Unfortunately, the UK didn’t get any (in-person) games into the top 50. Honestly, I think that’s fair. We certainly have plenty of good games here but, when I compare our games against the ones that made the top 50, there are few that would truly challenge. That said, a few games weren’t far from the placings, so an honourable mention should go to (in alphabetical order):
- clueQuest – cQ ORIGENES in London (review)
- Cryptology – Daylight Robbery (not yet played!)
- Escapologic – Curio in Nottingham (review)
- Extremescape – Viking in Disley nr Manchester (review)
- Houdini’s – Escape the R.M.S. Titanic in Southampton (review)
- Pier Pressure – Loot the Lanes in Brighton (review)
- Tulleys Escape – Nethercott Manor in Crawley (review)
Well done! All of those are well worth playing (by reputation for Cryptology – the only one I haven’t personally played) and are some of the very best experiences in the country.

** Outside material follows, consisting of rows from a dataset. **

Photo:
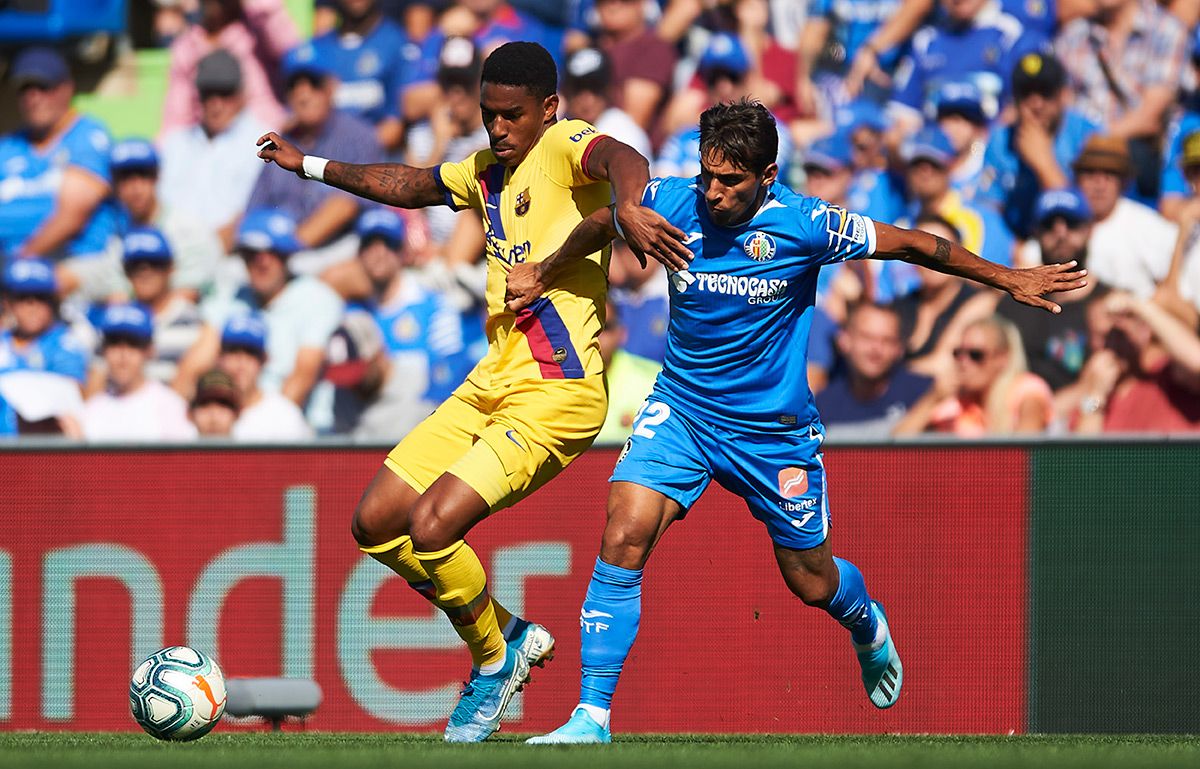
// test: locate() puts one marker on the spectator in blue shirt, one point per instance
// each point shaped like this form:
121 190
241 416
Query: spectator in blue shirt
371 58
929 157
54 179
37 341
724 67
870 392
323 214
972 41
874 190
959 110
1036 152
423 356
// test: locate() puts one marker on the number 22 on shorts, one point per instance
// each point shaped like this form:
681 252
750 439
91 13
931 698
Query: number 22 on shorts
648 416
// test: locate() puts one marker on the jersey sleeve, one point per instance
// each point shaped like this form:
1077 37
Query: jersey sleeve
89 150
459 184
834 234
567 152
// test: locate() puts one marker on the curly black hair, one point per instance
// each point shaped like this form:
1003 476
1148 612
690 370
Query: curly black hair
522 64
742 132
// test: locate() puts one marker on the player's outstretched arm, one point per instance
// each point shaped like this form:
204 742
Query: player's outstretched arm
646 232
528 281
393 184
1027 286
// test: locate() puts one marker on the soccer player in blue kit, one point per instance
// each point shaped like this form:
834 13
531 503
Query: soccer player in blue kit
732 402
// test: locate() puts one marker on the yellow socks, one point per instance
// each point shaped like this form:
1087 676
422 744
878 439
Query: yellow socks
461 590
397 556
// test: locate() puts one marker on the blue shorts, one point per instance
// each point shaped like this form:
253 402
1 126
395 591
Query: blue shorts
779 474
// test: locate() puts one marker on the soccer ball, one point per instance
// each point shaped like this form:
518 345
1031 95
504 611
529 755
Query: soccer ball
178 694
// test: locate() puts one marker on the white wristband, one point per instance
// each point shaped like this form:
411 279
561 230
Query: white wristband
315 167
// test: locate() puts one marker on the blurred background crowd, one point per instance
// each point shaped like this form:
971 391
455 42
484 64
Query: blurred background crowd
167 286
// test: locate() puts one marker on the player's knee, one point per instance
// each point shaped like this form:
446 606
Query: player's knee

Congratulations to them and, indeed, to all the games that made it to the final vote.
All that remains is to say thank you to all the companies, whether they finished in first place or got a single nomination. If you created a game that a 200+ game player ranks as one of their top 20, then you’re doing something incredibly well. If you made a game that finished in the top 50, then massive congratulations – it’s hard to express just how hard it is to get into that echelon. And, if you participated in the voting, then thank you for making me look forward to when travel opens up again and I can experience these amazing rooms!
Finally, thank you Rich Bragg. Few people will realise how much effort you put into this project. You have created something truly remarkable. I hope you feel just as proud as the people who created the games that made the top 50. The industry and enthusiasts everywhere owe you a debt of gratitude.